Another reader added this advice: “I have been taking L-lysine for HSV-1 for over 20 years, and it has kept me virtually outbreak free. It is also important to avoid nut products and chocolate. Together those two things have worked better for me than Zovirax, which I took for a year as part of a study at the University of Rochester.”

Other approaches include buttermilk and lemon balm (Melissa officinalis). Whether a person chooses a prescription antiviral drug or a home remedy, the sooner the treatment is used the better it will work.

Hanna notes:

“I have found that peroxide on a Q-tip at the first sign of a lesion on my lip will dry it up. Let it bubble and it seems to kill it, but has to be done first sign.”

CC prefers tea tree oil:

“Whenever I feel the itching coming on from a probable cold sore on the horizon, I use Tea Tree Oil several times a day. It does not smell real good, but it stops the cold sore dead in its tracks. You can buy it at the drug store in the vitamin section. Works wonderfully!”

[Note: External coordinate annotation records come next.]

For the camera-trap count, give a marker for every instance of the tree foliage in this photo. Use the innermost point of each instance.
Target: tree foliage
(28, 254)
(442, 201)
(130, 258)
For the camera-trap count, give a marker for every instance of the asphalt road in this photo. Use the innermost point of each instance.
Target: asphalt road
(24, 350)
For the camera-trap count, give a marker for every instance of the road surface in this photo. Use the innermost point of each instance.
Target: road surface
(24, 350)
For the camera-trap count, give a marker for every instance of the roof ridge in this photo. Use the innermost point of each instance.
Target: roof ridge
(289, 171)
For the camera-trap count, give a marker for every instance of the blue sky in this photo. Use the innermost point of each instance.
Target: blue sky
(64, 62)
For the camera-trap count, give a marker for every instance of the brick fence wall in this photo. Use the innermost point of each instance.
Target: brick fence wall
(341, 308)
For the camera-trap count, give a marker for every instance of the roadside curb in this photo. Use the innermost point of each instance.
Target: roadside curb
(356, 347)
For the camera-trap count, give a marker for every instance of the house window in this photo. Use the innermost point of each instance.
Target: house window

Mary O. finds relief in the fruit drawer:

“I heard about Kiwi fruit for cold sores on you newspaper column. This has been a total magic bullet for me. I am surprised it doesn’t show up on your online list.

“At first tingling, eat two kiwis; then one a day until it disappears. If you eat a Kiwi fruit once a week, you will not get cold sores. But if it starts, eat a few more. This is the most valuable thing I have learned from your wonderful columns. Kiwi fruit has something that zaps colds sores. Don’t buy the $18+ creams. Buy a few Kiwis. It is a truly amazing remedy.”

Dave takes vitamin C:

“I’ve also had cold sores for decades. A couple thousand mg of vitamin C has been great for prevention, and when one gets past that, I put zinc oxide ointment (white) on it and it “dries” it away within a day or two!”

Rollie uses vitamin C topically:

“I have used Vitamin C tablets that are not coated. I wet them and press them against the sore. It burns a little, but I have never had a blister develop when I have applied a tablet.”

AS sticks with tried-and-true L-lysine:

“I’ll stick to the L-lysine: 1st time 1gm, then 1 gm 2x a day until it’s gone.”